Hail Storm Alternative

On this page, we hope to devise an acceptable HailStormAlternative. We wouldn't want MicroSoft to be our only choice, right?

How about something like AmericanExpress and others are trying to do with microchips on credit cards? You carry the card around with you and instead of your information living on a server microsoft owns, it lives on your personal card. -- AndyPierce

The administration cost of this suggestion doesn't put it in competition with HailStorm.

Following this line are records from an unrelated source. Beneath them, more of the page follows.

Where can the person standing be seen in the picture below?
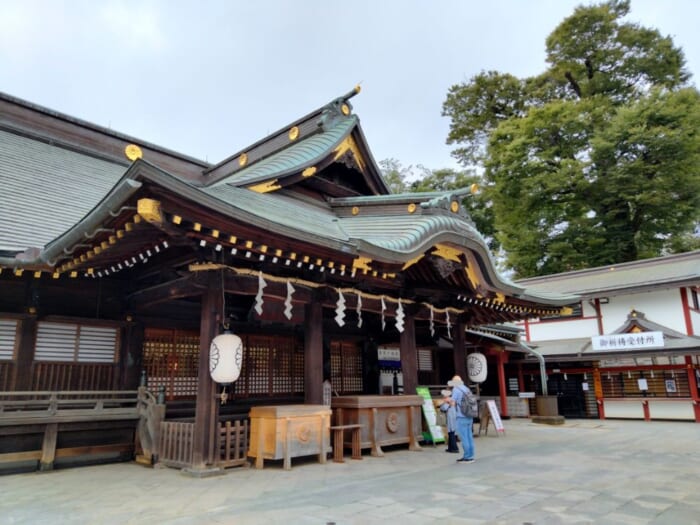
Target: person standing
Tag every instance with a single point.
(450, 410)
(464, 422)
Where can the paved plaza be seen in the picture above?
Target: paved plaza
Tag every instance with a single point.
(601, 472)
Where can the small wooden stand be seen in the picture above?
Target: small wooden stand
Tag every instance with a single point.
(487, 417)
(339, 441)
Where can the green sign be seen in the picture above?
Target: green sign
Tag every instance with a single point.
(434, 433)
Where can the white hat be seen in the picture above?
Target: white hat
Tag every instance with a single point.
(455, 381)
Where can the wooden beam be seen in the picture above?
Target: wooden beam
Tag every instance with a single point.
(409, 356)
(206, 409)
(187, 286)
(313, 354)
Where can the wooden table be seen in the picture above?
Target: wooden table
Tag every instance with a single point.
(385, 420)
(287, 431)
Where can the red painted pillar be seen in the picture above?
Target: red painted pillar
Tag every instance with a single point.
(502, 359)
(598, 389)
(693, 383)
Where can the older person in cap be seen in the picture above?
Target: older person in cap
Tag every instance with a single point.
(464, 422)
(450, 410)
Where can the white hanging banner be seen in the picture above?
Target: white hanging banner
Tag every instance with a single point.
(359, 311)
(383, 308)
(340, 309)
(399, 317)
(432, 322)
(288, 301)
(258, 298)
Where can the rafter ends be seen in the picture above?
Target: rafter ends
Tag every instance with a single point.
(150, 211)
(349, 144)
(447, 252)
(413, 261)
(201, 267)
(362, 263)
(266, 187)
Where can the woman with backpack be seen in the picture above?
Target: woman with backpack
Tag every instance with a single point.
(464, 401)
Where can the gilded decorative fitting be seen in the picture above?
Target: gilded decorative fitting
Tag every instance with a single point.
(133, 152)
(150, 210)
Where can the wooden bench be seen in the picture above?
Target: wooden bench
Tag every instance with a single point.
(26, 414)
(338, 441)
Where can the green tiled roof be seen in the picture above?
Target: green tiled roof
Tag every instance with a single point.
(46, 189)
(615, 278)
(293, 158)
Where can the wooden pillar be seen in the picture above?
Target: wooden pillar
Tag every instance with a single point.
(458, 349)
(131, 356)
(207, 409)
(693, 383)
(409, 355)
(598, 389)
(313, 354)
(502, 360)
(25, 353)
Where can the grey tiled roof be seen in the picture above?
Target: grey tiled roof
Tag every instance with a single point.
(648, 273)
(46, 189)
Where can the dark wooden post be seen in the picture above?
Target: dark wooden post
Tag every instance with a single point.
(409, 355)
(207, 410)
(131, 356)
(458, 349)
(313, 354)
(25, 353)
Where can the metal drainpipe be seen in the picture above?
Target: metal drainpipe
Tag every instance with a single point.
(543, 369)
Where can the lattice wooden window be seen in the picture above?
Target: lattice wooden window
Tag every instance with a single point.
(171, 359)
(623, 384)
(346, 367)
(272, 366)
(65, 342)
(8, 339)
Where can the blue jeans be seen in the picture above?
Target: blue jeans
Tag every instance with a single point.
(464, 430)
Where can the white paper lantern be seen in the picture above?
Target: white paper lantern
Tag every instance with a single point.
(225, 358)
(476, 367)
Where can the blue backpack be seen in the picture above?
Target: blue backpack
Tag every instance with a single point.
(468, 405)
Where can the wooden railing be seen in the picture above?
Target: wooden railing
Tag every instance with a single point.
(177, 443)
(73, 376)
(6, 370)
(24, 414)
(233, 444)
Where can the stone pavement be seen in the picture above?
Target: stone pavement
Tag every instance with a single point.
(601, 472)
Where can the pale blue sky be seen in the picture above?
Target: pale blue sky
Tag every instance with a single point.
(207, 78)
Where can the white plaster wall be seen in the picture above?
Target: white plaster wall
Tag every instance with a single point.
(695, 320)
(549, 330)
(663, 307)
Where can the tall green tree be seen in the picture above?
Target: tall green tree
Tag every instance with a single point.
(596, 160)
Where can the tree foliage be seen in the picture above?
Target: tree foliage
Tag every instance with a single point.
(596, 160)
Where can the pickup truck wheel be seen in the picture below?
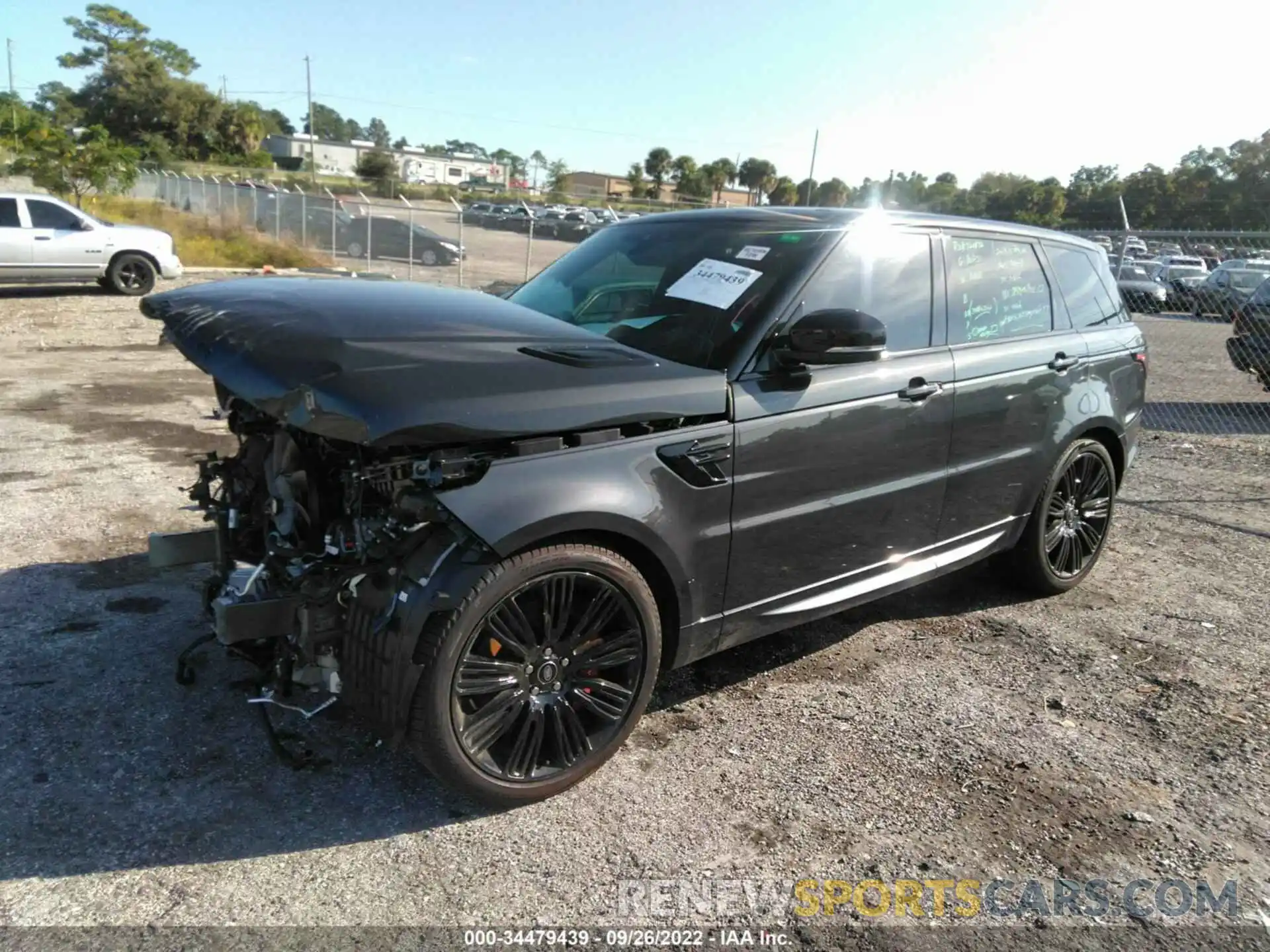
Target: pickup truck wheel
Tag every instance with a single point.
(132, 274)
(538, 678)
(1068, 527)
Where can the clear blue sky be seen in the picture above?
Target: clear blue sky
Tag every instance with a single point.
(967, 87)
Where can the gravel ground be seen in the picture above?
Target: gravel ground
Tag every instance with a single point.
(956, 730)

That's not quite what I was thinking of, but okay. The only thing that would need to live on the card is your ID. The rest of your personal info should be stored on servers distributed and dispersed:

- distributed:

you don't know on which machine your data is stored. Making it near impossible to be certain you've fixed errors or updated everything Yup. You just send out a change request and wait for it to happen (or not). I expect less than 100% reliability here, but then, you could send your change request again, it's like sending email Bleah. So if I move home and order stuff, I have to check each time to see if it's got the correct address? No, once a change is processed, your data is changed. The good thing is, that instead of having to change it with 20 different organizations and/or friends, you only change it once. The people that can see your address will look it up when they need it, and notice the change. What I ment was that you cannot be sure that the change is effective immediately. -- pv

So, what ensures that some set of data I want to update is updated atomically on all the distributed, dispersed servers that hold my data? E.g. if phone number and address can be on different servers, I don't want one updated and not another. Are you proposing this system does distributed transactions? And how, if I don't know which servers my data is on?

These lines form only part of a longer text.